Friday, Jan. 8, 2010 | 3 a.m.
Simply blame it on Miami.
That was the essence of a Miami Herald article last week comparing the overbuilt South Florida and Las Vegas condominium markets and trying to ascertain which will recover first.
The article, which featured experts from Nevada, talked about how South Florida developers wanted to expand their empire to Las Vegas after Florida-based Turnberry Associates did well with its four-tower project.
The belief among the developers was that Canadians and Southern Californians would rather buy a condo than stay in a high-priced hotel room and that locals, tired of long commutes, would prefer to be closer to the Strip, says Monica Hatcher, the Miami Herald reporter who came to Las Vegas to report on its condominium market.
Hatcher talked with a South Florida consultant who warned developers that Las Vegans have favorite casinos in the suburbs and rarely go to the Strip. Las Vegas developer Irwin Molasky, who built the Park Place condominium tower just off Flamingo Road east of the Strip, weighed in on that argument, she says.
“Outside developers came here and really misjudged this market,” Molasky says in the article. “It is a not a Miami market. We don’t have South American trade, the New York trade, and they just thought, ‘if you build it, it will come.’ ”
Hatcher says there was much hype in Miami about what was going in Southern Nevada, but it never came about as expected.
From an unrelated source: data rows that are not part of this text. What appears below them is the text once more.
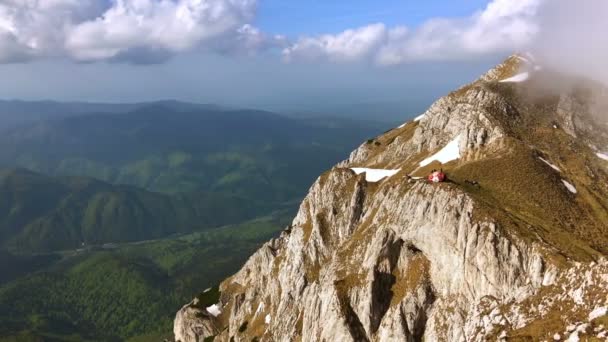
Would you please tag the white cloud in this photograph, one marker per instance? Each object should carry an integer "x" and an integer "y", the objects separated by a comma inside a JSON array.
[
  {"x": 504, "y": 25},
  {"x": 347, "y": 46},
  {"x": 151, "y": 31},
  {"x": 90, "y": 30}
]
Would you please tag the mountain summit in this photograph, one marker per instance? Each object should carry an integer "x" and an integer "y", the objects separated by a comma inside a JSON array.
[{"x": 512, "y": 246}]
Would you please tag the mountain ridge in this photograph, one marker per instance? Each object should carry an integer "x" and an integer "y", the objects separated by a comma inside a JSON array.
[{"x": 400, "y": 259}]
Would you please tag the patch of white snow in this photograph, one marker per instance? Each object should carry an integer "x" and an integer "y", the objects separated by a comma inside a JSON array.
[
  {"x": 552, "y": 166},
  {"x": 419, "y": 117},
  {"x": 517, "y": 78},
  {"x": 375, "y": 175},
  {"x": 450, "y": 152},
  {"x": 598, "y": 312},
  {"x": 573, "y": 337},
  {"x": 569, "y": 186},
  {"x": 214, "y": 310},
  {"x": 416, "y": 119}
]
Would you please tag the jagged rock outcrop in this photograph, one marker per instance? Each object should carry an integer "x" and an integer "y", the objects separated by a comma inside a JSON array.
[{"x": 495, "y": 253}]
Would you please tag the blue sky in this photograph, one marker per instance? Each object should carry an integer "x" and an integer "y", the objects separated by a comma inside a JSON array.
[
  {"x": 295, "y": 17},
  {"x": 274, "y": 54}
]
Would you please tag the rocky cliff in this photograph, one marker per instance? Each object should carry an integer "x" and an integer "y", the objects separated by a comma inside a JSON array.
[{"x": 512, "y": 247}]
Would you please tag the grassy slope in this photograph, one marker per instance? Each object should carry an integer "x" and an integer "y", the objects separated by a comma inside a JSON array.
[{"x": 132, "y": 290}]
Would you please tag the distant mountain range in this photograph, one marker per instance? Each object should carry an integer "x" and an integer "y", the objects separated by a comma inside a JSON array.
[
  {"x": 17, "y": 112},
  {"x": 106, "y": 211}
]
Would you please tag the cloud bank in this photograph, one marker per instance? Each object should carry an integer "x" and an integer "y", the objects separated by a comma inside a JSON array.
[
  {"x": 564, "y": 32},
  {"x": 503, "y": 26},
  {"x": 138, "y": 31}
]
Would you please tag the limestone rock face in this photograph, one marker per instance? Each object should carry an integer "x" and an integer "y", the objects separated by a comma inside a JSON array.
[{"x": 404, "y": 260}]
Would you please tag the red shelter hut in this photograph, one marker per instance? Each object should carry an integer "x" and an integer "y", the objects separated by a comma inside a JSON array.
[{"x": 437, "y": 177}]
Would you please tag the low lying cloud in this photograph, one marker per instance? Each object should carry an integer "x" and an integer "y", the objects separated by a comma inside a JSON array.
[
  {"x": 572, "y": 37},
  {"x": 503, "y": 26},
  {"x": 138, "y": 31},
  {"x": 563, "y": 32}
]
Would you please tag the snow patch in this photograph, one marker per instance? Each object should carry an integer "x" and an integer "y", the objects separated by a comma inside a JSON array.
[
  {"x": 598, "y": 312},
  {"x": 552, "y": 166},
  {"x": 419, "y": 117},
  {"x": 517, "y": 78},
  {"x": 416, "y": 119},
  {"x": 450, "y": 152},
  {"x": 569, "y": 186},
  {"x": 374, "y": 175},
  {"x": 214, "y": 310}
]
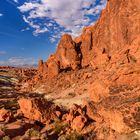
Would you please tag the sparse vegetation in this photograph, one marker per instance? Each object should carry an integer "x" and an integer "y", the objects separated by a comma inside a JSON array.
[{"x": 72, "y": 136}]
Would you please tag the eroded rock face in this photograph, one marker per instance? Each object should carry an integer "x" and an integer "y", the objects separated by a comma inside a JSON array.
[
  {"x": 67, "y": 53},
  {"x": 37, "y": 109},
  {"x": 111, "y": 48}
]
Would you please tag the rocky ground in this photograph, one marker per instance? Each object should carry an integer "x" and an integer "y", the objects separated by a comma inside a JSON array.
[{"x": 88, "y": 89}]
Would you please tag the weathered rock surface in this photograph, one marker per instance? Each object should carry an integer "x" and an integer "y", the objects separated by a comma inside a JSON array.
[
  {"x": 101, "y": 67},
  {"x": 38, "y": 109}
]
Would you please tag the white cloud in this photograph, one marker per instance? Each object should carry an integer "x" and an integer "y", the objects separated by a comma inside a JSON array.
[
  {"x": 71, "y": 15},
  {"x": 16, "y": 1},
  {"x": 2, "y": 52},
  {"x": 1, "y": 14},
  {"x": 18, "y": 61},
  {"x": 25, "y": 29}
]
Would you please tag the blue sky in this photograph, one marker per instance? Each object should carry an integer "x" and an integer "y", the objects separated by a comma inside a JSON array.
[{"x": 30, "y": 29}]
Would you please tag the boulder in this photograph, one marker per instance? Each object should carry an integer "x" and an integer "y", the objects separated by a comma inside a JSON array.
[
  {"x": 38, "y": 109},
  {"x": 4, "y": 115}
]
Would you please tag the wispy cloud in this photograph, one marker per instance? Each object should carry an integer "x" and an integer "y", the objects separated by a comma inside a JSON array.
[
  {"x": 18, "y": 61},
  {"x": 1, "y": 14},
  {"x": 57, "y": 16},
  {"x": 16, "y": 1}
]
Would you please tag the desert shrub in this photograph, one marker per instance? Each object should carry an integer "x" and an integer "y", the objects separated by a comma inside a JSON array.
[
  {"x": 72, "y": 136},
  {"x": 58, "y": 126}
]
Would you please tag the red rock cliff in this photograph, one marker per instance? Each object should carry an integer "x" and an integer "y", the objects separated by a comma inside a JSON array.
[{"x": 114, "y": 38}]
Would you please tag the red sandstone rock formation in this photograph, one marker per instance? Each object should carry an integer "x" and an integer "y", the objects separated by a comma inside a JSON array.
[{"x": 110, "y": 52}]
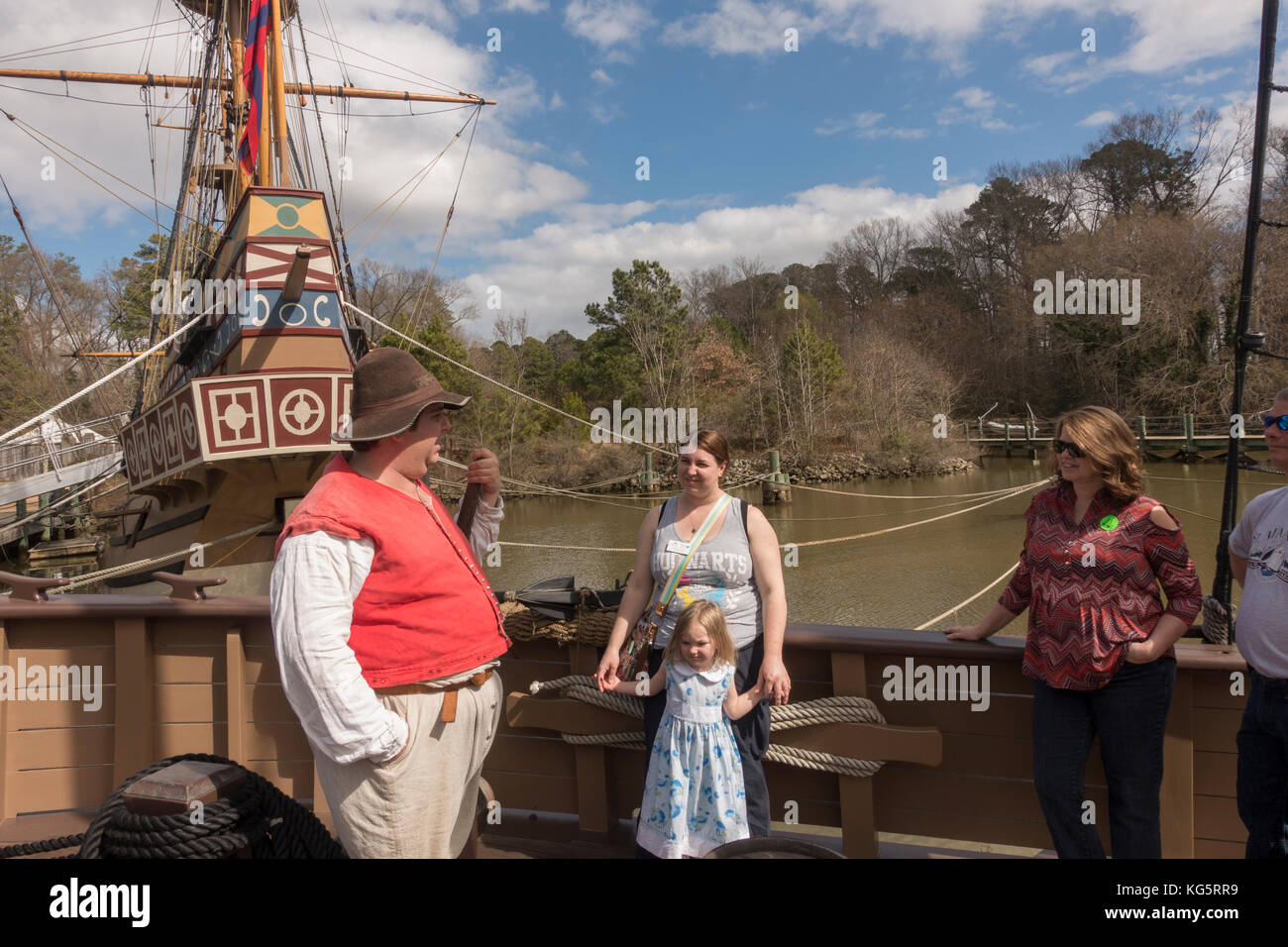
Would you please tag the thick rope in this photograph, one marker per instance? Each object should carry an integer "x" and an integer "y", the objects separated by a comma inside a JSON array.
[
  {"x": 257, "y": 815},
  {"x": 1216, "y": 621},
  {"x": 844, "y": 709}
]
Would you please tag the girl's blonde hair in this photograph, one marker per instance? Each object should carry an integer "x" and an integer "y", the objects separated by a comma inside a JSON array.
[
  {"x": 1108, "y": 444},
  {"x": 708, "y": 616}
]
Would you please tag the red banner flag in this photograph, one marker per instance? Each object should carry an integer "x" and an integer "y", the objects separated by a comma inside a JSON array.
[{"x": 253, "y": 77}]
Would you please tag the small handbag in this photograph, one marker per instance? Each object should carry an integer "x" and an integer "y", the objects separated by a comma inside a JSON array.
[{"x": 634, "y": 656}]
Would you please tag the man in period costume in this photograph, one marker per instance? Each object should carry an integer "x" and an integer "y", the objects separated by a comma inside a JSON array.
[
  {"x": 386, "y": 631},
  {"x": 1258, "y": 556}
]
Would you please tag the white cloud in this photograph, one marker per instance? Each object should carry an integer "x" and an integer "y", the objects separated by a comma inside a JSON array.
[
  {"x": 739, "y": 26},
  {"x": 1103, "y": 118},
  {"x": 866, "y": 125},
  {"x": 978, "y": 107},
  {"x": 1205, "y": 76},
  {"x": 555, "y": 270},
  {"x": 606, "y": 22},
  {"x": 1162, "y": 34},
  {"x": 502, "y": 184}
]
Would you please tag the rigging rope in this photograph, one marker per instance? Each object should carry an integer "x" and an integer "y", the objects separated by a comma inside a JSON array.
[
  {"x": 823, "y": 710},
  {"x": 141, "y": 566},
  {"x": 810, "y": 543},
  {"x": 51, "y": 508},
  {"x": 966, "y": 602},
  {"x": 63, "y": 403}
]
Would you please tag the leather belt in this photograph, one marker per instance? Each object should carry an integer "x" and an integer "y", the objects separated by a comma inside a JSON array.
[{"x": 449, "y": 712}]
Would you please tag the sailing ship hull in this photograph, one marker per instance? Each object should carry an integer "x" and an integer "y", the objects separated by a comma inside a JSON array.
[{"x": 243, "y": 427}]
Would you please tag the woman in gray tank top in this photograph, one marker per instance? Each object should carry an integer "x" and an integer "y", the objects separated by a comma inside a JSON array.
[{"x": 737, "y": 567}]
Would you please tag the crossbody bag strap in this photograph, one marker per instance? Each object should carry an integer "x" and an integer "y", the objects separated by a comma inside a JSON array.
[{"x": 664, "y": 599}]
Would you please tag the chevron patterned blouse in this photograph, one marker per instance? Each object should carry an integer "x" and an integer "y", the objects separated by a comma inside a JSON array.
[{"x": 1091, "y": 587}]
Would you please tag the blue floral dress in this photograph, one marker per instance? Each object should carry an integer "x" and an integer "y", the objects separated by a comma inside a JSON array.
[{"x": 694, "y": 792}]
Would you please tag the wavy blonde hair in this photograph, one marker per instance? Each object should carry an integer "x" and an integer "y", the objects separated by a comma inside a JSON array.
[
  {"x": 1108, "y": 444},
  {"x": 708, "y": 616}
]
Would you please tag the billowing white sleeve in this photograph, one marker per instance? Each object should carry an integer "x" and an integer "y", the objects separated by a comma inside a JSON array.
[
  {"x": 487, "y": 526},
  {"x": 314, "y": 582}
]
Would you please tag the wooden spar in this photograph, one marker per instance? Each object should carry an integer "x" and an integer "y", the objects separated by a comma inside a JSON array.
[
  {"x": 283, "y": 166},
  {"x": 155, "y": 78},
  {"x": 265, "y": 159},
  {"x": 237, "y": 50}
]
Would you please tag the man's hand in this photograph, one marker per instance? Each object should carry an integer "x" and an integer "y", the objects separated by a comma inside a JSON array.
[{"x": 484, "y": 470}]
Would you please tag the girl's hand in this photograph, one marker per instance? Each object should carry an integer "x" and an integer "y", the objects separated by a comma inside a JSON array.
[
  {"x": 1141, "y": 652},
  {"x": 605, "y": 676}
]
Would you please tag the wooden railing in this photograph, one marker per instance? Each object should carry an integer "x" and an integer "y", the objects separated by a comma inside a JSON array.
[{"x": 201, "y": 677}]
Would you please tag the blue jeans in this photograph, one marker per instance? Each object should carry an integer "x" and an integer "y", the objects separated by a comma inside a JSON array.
[
  {"x": 1262, "y": 788},
  {"x": 1128, "y": 714}
]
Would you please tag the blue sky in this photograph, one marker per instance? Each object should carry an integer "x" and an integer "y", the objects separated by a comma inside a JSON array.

Las Vegas was fortunate because only about 9,000 of 29,000 planned units were built compared with more than 30,000 in the Miami area, where the population is 2.4 million compared with less than 2 million for Las Vegas.
“When you compare the population of the two cities, you can sense how much overdevelopment we had,” Hatcher says. “Part of the reason Miami built so much was they were banking on seasonal residents.”
Hatcher says it appears much more would have been built here, but the construction of megaresorts puts building and labor costs so high that South Florida developers had to shelve their plans.
Hatcher quotes Jorge Perez of the Related Group in Miami calling the decision to cancel the $3 billion mixed-use Las Ramblas project near the Hard Rock in Las Vegas as one of the smartest decisions he has ever made.
“The market was clearly showing signs of decline, and the demand for construction services was so great that construction prices had been inflated to the point of making our project unfeasible,” Perez says. “Instead of taking the immense risk, I decided to sell the land for a huge profit.”
Hatcher says Miami — which had 8,500 units listed for sale by developers in downtown and nearly twice that in outlying areas — is burning off its excess supply nearly twice as fast as Las Vegas. The reason is that lenders have allowed plenty of short sales, and investors are buying condos in bulk, she says.
“There is a lot of cash out there ready to buy in bulk, but they are ready to buy bulk at a much cheaper price than developers and banks are willing to sell for right now,” Richard Lee, vice president of First American Title Co., said in the article.
As for which market will recover faster, Bruce Weiner, president of Turnberry Ltd., predicted that despite the large number of condos in South Florida, it will absorb them faster than Las Vegas.
Hatcher says it’s hard to get a sense of which market, in the long run, will sell condominiums faster but Las Vegas has an edge because it’s selling more than 4,000 existing homes a month while Miami is selling close to 1,000 a month.
“Las Vegas is finding its footing quicker and clearing out its inventory,” Hatcher says.
Las Vegas has been fortunate because it is a casino resort destination that had a lot of hotel development under way, Hatcher says. If not for that raising the overall cost of construction, more developers would have built condominiums in Las Vegas, and there would be even more of a glut of supply.
“That helped save you,” Hatcher says. “You could have been a lot worse.”
In other news
Habitat for Humanity Las Vegas received a $90,0000 town house from Nevada State Bank for the nonprofit organization to continue its mission of working with families in need. Habitat for Humanity will renovate the town house as part of its partnership with the Youth Build Program that trains at-risk youths in construction trades. Once renovated, the town house will be sold by Habitat, and the proceeds will be used to finance the construction of a home.